Originally Posted by bonny99
Does anybody know if a 1977 rochester 4 barrel will work on a 1974 350?
Yes, if it has a 4 barrel manifold you can make it work, or you can trade the core to a qualified rebuilder who can set it up for your specific engine application. My local carb shop charges around $140 to rebuild a Qjet, with base and air filter gaskets and a warranty. I can't buy the parts and do it myself any cheaper than they can.
And just for what it is worth, the Pontiac community doesn't refer to a Pontiac V8 as a big block. The terms big block and small block are generally used to distinguish between different engine families of the same manufacturer, such as Ford, Buick, or Chevrolet. All the V8s made by Pontiac Motor Division from 1955-1979 had very similar block dimensions, except for the 301 and 265 which were short deck blocks, so they were slightly shorter, but definitely not a "small block". For the most part, when those of us in the Pontiac community
use the generic term big block and small block, we are referring to Chevrolet engines, which are definitely different than Pontiac engines. Yes, a Pontiac block is bigger than a Chevrolet small block, but not as large as a Chevrolet big block.
When trying to identify a specific engine in a car of this era that could have had an engine from almost any one of GM'* divisions in it, it is too vague to simply classify it as a "big block" and can be misleading to someone who may think you know the difference and you have verified that you actually have a Chevrolet big block retrofitted into your car.
Having said that, there is not one generic carb tune for large engines and another generic carb tune for small engines. Qjets were used on a very wide variety of engines and each engine got a Qjet that was tuned specifically for that model of engine
If the carb you have that you want to use is in good shape and not leaking, I'd say stick it on there and see how it runs, you will know in short order if it will do what you want it to do.
Maybe this comment was limited to the 1977 model, in which case it is understandable, but still inaccurate...

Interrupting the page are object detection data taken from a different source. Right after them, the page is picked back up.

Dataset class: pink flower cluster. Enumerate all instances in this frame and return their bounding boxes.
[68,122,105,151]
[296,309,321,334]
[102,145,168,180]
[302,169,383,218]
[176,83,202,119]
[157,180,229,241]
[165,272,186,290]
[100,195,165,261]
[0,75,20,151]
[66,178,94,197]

Originally Posted by clm2112
the Pontiac 400 motor, which was never intended to be a hot rod motor
I'm not sure what you would classify as a performance engine then. Sounds like you aren't familiar with the Ram Air (especially 4!) engines, and probably the history of Pontiac V8 engines in general if you really believe that. In the late fifties and early sixties the really serious hot rodders knew that whatever sort of vehicle they were building, if they wanted to go really fast, they would swap in a Pontiac V8. The 400 replaced the 389 in 1967 for the express purpose of making more power in the muscle car era, specifically for the GTO and the new Firebird . Google "Pontiac Ram Air IV" or check out the Street
sections on Performance Years Forum to find plenty of people that get very respectable power numbers and verifiable track times using classic Pontiac V8s. It'* just that they do it by making wicked torque and
horsepower across their entire power band, instead of just concentrating on peak top end horsepower.